This and that for your Sunday reading.
- Kit Yates discusses how the lifting of COVID-19 public health protections in the UK has predictably precipitated another wave of infections. Natalie Grover writes about the two-year-long battle to get decision-makers to accept that COVID-19 is transmitted through the air. And Catherine Pearson examines the factors which have allowed people to avoid becoming infected through the pandemic so far - with the effectiveness of public health measures (even when they haven't been recommended or required by governments) serving as the most important factor.
- Meanwhile, Annie Lennon writes about research showing how COVID-19 can cause lasting nerve damage.

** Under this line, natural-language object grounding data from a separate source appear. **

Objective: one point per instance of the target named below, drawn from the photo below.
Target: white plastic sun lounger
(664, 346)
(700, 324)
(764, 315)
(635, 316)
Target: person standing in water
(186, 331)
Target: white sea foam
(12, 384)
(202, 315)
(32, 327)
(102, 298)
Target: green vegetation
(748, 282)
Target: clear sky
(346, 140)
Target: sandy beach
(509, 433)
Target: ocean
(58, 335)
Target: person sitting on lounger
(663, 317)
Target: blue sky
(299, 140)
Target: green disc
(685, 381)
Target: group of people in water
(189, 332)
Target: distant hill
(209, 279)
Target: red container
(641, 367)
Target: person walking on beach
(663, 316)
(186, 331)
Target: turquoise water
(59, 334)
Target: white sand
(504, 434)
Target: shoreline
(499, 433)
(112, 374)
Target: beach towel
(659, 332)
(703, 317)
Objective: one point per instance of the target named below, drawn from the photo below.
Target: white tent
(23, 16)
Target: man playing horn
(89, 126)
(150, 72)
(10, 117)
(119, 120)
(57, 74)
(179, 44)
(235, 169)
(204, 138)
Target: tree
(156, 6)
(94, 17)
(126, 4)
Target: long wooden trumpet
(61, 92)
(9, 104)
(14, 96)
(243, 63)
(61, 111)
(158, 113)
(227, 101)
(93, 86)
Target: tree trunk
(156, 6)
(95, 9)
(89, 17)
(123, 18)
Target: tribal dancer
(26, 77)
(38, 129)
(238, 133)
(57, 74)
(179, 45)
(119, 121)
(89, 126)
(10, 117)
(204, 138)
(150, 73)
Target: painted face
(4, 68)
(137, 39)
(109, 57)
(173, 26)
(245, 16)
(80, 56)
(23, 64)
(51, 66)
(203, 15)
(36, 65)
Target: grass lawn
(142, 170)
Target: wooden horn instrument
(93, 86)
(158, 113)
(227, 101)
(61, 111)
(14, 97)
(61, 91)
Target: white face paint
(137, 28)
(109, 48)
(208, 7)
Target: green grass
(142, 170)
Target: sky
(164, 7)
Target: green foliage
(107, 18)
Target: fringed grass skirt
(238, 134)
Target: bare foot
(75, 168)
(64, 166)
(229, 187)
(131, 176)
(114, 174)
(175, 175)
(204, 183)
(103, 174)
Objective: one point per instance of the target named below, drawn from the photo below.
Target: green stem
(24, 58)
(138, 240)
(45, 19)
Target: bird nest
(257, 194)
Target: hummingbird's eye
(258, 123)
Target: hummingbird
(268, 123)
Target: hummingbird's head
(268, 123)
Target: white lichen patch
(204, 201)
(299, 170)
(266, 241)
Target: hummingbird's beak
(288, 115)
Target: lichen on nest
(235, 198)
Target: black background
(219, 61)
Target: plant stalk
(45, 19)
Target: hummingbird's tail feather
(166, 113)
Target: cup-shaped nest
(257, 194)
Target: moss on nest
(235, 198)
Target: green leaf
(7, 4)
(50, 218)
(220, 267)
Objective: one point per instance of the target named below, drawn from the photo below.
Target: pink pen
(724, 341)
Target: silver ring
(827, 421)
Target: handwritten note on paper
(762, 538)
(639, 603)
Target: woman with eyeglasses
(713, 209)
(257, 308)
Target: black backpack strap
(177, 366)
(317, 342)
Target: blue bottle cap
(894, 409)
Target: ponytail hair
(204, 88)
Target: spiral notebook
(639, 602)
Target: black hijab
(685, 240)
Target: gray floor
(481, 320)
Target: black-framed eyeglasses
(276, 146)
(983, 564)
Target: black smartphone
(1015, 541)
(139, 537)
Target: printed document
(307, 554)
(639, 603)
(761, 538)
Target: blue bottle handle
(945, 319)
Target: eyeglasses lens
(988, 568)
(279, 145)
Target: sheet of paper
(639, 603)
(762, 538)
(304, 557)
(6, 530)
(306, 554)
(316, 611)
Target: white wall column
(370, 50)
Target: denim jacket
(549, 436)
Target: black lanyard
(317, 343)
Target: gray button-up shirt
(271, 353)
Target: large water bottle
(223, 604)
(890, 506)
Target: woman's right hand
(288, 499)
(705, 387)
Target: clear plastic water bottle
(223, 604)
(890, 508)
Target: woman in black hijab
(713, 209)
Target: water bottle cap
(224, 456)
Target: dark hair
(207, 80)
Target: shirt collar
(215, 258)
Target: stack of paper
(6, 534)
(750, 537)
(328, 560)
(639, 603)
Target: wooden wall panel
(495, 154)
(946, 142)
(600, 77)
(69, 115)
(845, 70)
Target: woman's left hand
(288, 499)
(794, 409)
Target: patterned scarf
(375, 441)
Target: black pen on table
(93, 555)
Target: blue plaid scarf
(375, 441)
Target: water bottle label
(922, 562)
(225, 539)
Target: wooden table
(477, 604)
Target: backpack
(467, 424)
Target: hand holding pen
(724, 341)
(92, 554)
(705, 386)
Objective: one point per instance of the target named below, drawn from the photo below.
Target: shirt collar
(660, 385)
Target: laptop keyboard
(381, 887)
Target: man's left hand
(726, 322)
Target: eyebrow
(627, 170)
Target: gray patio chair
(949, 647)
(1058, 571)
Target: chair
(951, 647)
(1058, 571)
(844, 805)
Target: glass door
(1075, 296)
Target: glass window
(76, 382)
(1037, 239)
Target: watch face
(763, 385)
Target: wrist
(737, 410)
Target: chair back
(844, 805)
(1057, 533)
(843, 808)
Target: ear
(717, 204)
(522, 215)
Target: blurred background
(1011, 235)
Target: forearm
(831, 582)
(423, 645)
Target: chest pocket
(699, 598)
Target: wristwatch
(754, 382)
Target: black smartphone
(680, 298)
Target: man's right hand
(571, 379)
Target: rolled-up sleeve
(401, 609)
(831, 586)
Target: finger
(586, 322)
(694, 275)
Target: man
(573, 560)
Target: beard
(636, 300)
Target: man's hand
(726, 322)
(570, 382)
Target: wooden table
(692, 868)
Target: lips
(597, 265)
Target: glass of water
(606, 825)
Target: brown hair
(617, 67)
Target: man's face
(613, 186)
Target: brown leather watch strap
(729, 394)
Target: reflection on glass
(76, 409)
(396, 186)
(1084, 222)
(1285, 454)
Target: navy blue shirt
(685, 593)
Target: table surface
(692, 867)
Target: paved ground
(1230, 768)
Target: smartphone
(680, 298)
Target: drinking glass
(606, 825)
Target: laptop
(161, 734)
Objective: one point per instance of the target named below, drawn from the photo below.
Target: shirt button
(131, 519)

And Adnan Qureshi et al. find that it can be responsible for new onset dementia.
- Josh Rubin reports that far too many business are following cues from governments eager to declare the pandemic over in the face of any scientific evidence. Charlie Smith reports on research showing how racialized people suffer disproportionately from the elimination of public health protections, while the Canadian Press reports on the impossible situation facing parents of children under 5 who lack the protection from vaccination that the rest of the population is relying on to avoid the worst effects of COVID-19. And Adam Miller discusses how our mental health care system is in crisis while lacking any new resources to deal with new cases and issues arising out of the pandemic.
- Finally, Markham Hislop contrasts Canada's largely empty words about transitioning to a clean economy against Europe's developing plan to make the shift over a decade or less. And Max Fawcett points out that Canada's oil industry is beholden to exactly the same Russian interests which its political puppets are claiming to be able to replace.